The wealthy nations of North America and Western Europe
The process was occurring during the 1980s and the early 1990s inside the wealthy nations of North America and Western Europe as well. Health economists tallied up the costs of diseases that were preventable through diet, exercise, cessation of tobacco or illicit drug use, elimination of alcoholism, and the like, concluding that personal health decisions were no longer the exclusive purview of individual choice. Smokers cost the rest of society billions of dollars. So did alcoholics. And fat people. Dr. John Knowles, president of the Rockfeller Foundation said: “… one man’s freedom in health is another man’s shackle in taxes and insurance premiums. I believe that a right to health should be replaced by the idea of an individual moral obligation to preserve one’s own health – a public duty if you will.”

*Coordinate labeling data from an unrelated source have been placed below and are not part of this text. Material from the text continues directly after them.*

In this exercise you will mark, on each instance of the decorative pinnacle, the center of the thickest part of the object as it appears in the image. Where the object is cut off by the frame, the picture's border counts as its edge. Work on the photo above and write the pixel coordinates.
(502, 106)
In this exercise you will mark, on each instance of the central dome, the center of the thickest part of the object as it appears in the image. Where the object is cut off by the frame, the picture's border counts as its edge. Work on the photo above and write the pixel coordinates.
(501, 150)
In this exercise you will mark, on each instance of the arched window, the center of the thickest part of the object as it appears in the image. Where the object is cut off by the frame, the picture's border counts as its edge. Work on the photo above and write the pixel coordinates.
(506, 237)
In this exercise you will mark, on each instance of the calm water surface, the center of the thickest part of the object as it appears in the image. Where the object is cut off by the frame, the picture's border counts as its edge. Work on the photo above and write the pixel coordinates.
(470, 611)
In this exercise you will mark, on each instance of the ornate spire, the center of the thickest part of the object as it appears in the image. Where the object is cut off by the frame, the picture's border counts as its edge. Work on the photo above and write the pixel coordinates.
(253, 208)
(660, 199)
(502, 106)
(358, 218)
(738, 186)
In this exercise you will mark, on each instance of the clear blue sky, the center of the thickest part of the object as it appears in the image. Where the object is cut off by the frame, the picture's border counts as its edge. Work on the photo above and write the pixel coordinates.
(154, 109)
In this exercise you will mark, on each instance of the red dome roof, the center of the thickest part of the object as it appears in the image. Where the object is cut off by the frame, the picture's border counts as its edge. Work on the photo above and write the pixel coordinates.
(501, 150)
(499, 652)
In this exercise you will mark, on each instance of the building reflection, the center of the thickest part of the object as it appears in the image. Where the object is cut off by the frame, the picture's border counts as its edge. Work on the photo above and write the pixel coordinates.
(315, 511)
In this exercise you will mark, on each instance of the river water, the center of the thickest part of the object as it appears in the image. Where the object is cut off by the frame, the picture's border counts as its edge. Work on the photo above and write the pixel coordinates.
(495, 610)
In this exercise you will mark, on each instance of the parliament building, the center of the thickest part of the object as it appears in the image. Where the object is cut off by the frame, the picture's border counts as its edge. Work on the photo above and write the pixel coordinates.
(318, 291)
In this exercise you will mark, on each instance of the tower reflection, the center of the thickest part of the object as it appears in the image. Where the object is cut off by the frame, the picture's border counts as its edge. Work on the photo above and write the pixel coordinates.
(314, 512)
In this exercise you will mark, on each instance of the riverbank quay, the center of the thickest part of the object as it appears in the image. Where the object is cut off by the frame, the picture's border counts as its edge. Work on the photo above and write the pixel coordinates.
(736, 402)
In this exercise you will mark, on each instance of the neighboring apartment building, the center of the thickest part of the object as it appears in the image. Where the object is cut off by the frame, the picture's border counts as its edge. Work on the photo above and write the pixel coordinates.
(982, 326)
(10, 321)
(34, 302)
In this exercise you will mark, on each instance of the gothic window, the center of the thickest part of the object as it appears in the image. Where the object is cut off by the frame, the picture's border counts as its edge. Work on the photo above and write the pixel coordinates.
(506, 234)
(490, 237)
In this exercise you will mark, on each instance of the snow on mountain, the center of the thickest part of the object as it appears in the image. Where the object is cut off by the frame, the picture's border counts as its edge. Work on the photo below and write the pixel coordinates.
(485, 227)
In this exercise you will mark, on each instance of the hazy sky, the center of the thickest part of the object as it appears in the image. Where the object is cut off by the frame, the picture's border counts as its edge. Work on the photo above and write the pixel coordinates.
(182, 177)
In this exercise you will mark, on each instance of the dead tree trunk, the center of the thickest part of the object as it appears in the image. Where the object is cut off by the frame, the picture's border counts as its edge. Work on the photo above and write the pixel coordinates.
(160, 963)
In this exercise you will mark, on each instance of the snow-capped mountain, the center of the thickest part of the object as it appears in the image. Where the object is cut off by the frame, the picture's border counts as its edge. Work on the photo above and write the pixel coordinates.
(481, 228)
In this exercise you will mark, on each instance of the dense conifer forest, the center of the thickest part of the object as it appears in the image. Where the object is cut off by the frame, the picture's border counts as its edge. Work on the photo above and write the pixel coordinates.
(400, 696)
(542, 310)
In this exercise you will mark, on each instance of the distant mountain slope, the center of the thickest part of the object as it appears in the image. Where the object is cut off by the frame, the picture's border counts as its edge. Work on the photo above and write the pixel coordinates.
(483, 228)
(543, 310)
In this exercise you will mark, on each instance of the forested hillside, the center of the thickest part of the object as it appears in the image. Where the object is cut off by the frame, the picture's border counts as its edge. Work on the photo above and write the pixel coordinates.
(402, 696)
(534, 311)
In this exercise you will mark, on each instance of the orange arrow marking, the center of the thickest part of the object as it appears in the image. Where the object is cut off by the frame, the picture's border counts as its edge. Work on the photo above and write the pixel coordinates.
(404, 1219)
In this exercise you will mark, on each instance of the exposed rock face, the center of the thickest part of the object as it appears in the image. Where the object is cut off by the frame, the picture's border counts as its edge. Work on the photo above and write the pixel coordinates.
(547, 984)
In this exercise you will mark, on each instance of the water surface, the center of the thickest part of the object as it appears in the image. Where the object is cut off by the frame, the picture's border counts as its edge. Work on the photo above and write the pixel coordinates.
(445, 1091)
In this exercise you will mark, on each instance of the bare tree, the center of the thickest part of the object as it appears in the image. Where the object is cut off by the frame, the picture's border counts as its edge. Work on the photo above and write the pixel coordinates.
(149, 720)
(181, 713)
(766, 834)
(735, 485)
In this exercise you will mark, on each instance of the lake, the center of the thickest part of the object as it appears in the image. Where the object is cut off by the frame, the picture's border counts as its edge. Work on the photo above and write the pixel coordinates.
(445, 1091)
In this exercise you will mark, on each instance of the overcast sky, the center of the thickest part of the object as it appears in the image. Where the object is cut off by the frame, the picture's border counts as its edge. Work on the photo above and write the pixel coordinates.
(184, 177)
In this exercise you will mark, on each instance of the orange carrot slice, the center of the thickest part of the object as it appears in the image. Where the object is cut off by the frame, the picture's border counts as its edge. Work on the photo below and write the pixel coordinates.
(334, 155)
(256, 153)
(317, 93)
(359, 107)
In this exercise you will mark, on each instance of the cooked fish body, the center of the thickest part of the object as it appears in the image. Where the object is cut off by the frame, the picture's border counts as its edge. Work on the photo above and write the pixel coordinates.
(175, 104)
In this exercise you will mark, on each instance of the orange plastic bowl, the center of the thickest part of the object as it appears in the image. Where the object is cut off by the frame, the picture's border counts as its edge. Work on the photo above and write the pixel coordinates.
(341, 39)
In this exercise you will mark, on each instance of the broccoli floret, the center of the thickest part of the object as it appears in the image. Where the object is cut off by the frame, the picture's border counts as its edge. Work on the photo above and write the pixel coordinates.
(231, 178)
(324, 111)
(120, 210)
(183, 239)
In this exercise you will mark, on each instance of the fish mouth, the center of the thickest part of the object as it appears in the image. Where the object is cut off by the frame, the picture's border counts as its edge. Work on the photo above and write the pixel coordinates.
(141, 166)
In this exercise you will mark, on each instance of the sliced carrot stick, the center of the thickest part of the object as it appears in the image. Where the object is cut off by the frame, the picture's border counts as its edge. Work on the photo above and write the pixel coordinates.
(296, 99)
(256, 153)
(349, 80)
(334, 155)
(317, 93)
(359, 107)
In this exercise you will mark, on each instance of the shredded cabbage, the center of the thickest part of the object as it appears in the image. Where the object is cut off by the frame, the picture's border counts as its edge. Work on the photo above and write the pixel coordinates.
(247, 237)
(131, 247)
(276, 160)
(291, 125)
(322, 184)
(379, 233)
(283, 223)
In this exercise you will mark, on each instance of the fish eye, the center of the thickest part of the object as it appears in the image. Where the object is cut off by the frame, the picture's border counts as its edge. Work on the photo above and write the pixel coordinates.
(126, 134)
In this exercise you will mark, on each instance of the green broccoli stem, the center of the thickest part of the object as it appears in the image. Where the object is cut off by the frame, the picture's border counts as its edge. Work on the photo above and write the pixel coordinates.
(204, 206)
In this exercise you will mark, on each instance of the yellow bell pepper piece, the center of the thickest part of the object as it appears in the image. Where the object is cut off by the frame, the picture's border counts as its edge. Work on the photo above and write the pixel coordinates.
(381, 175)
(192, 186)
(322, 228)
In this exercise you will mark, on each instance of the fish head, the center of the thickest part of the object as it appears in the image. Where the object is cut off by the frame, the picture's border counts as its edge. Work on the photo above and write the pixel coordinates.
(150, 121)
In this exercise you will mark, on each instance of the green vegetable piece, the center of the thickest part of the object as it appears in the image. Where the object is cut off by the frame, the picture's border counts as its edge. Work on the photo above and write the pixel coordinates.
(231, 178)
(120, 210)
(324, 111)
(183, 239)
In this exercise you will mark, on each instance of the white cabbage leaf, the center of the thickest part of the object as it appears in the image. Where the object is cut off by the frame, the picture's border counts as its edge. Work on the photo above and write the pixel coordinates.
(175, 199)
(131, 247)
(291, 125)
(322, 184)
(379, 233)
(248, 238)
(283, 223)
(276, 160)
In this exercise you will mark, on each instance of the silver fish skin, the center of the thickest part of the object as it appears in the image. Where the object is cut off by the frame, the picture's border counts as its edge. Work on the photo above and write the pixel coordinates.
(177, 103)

New York City – 30,000 AIDS orphans by the end of 1994
New York City alone would have more than 30,000 AIDS orphans by the end of 1994, Newark over 10,000. Just as AIDS was exhausting the extended-family networks in much of Africa, so it was taxing the social support systems in America’s poorest communities. As the virus found its way into communities of poverty, the burden on urban public hospitals was critical as the United States had no system of national health care. By 1990 an estimated 37 million Americans were without any form of either public or private health insurance. Another 43 million Americans were either chronically uninsured or underinsured. By the end of 1993 more than 25 million Americans were hungry, consuming inadequate amounts of food. Complacent after decades of perceived victories over microbes, positioned as the runt sibling to curative medicine and fiscally pared to the bone by successive rounds of budget cuts in all layers of government, public health in 1990 was a mere shadow of its former self.